ガイドライン作りを日本が主導、自動運転とEVバッテリーの国連基準が合意に

 スイス・ジュネーブの国連欧州本部で、2024年6月25日から28日にかけて開催された第193回自動車基準調和世界フォーラム(WP.29)において、自動運転車の安全ガイドラインとEVバッテリーの耐久性能に関する新たな国連基準が合意されました。この動きは、日本が主導的役割を果たし、グローバルな自動車産業に大きな影響を与えると期待されています。

日本が提案した自動運転とEVバッテリーに関する国連基準とは?

 日本が提案し、共同議長国として主導した自動運転システムの安全ガイドラインでは、以下の主要点が定められました。

1. 交通法規の遵守

2. 人間ドライバーと同等以上の安全性確保

3. 通常時、危険時、不具合時の各シナリオに対応する能力

4. 乗員へのシステム状況の適切な通知

これらの要件は、製造者の安全管理体制、各種テスト、シミュレーション、実環境での試験などを通じて評価されます。

 国土交通省によると、今回の自動運転のガイドラインの基となっているのは、同省が2018年に策定した「自動運転車の安全技術ガイドライン」。

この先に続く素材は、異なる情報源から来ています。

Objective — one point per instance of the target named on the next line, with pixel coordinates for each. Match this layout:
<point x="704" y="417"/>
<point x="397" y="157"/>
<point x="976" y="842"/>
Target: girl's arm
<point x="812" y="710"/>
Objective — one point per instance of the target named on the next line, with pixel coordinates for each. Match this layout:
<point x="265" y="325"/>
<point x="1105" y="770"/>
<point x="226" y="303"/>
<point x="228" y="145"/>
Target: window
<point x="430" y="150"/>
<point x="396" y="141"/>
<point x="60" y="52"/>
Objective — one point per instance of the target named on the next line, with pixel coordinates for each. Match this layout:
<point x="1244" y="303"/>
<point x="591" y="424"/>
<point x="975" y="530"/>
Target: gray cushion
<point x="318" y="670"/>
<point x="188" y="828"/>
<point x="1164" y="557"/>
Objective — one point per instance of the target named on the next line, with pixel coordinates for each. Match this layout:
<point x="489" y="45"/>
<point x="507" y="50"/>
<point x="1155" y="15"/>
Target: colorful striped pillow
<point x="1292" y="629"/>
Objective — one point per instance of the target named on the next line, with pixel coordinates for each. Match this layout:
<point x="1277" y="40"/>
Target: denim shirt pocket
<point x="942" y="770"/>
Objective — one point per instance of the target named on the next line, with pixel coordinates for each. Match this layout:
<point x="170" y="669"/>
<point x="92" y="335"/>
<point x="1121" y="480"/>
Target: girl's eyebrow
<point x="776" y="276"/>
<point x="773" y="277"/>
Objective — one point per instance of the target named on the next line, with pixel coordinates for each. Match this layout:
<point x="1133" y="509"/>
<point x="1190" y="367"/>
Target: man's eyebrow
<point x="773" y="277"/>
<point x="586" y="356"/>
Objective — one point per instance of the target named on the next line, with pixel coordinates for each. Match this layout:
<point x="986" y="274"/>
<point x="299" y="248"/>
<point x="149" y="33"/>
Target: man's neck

日本は、同ガイドラインを2019年に国連に提案、5年間に及ぶ調整の結果、本年ようやく国連基準としての合意という形で身を結びました。

 また、日本が専門分科会の下部組織において共同議長を務め、国内のEVバッテリーに関する研究結果を活用、参加国の調整を取りまとめてきたのが「EV 等のバッテリー耐久性能の国連基準」に関するガイドラインです。

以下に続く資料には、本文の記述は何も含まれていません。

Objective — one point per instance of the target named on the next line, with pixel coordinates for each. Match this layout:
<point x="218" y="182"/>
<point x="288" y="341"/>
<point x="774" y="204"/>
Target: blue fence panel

 ここでは、EV普及の障壁となる粗悪なバッテリーを排除し、適切な交換時期を判断できるよう、新たな国際基準も策定されました。

1. バッテリー容量劣化度(SOCE)の規制値設定(乗用車:5年/10万km時に80%以上、8年/16万km時に70%以上、小型貨物車:5年/10万km時に75%以上、8年/16万km時に65%以上)

2. バッテリー劣化状況を示すモニターの搭載義務化

この基準は、3.5トン以下の乗用車と小型貨物車のEVおよびプラグインハイブリッド車に適用されます。

WP.29副議長を務める猶野室長(左)とWP.29における議論の様子(右)
WP.29副議長を務める国土交通省の猶野室長(左)、WP.29における議論の様子(右)

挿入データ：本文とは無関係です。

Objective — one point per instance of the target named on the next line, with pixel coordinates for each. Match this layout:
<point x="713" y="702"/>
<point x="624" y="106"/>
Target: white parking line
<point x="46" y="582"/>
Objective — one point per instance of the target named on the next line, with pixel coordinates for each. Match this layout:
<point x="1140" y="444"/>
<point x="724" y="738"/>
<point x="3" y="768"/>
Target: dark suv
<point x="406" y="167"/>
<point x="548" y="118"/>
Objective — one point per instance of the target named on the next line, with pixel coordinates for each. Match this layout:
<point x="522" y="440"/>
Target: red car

 さらに、日本の提案による「ペダル踏み間違い時加速抑制装置の国連基準」案も了承され、2024年11月の次回会合で採決される予定です。

 一方で、日本メーカーの型式指定申請における不正事案に対し、各国から懸念が示されました。今後、日本の自動車業界には、信頼回復と再発防止に向けた取り組みが求められています。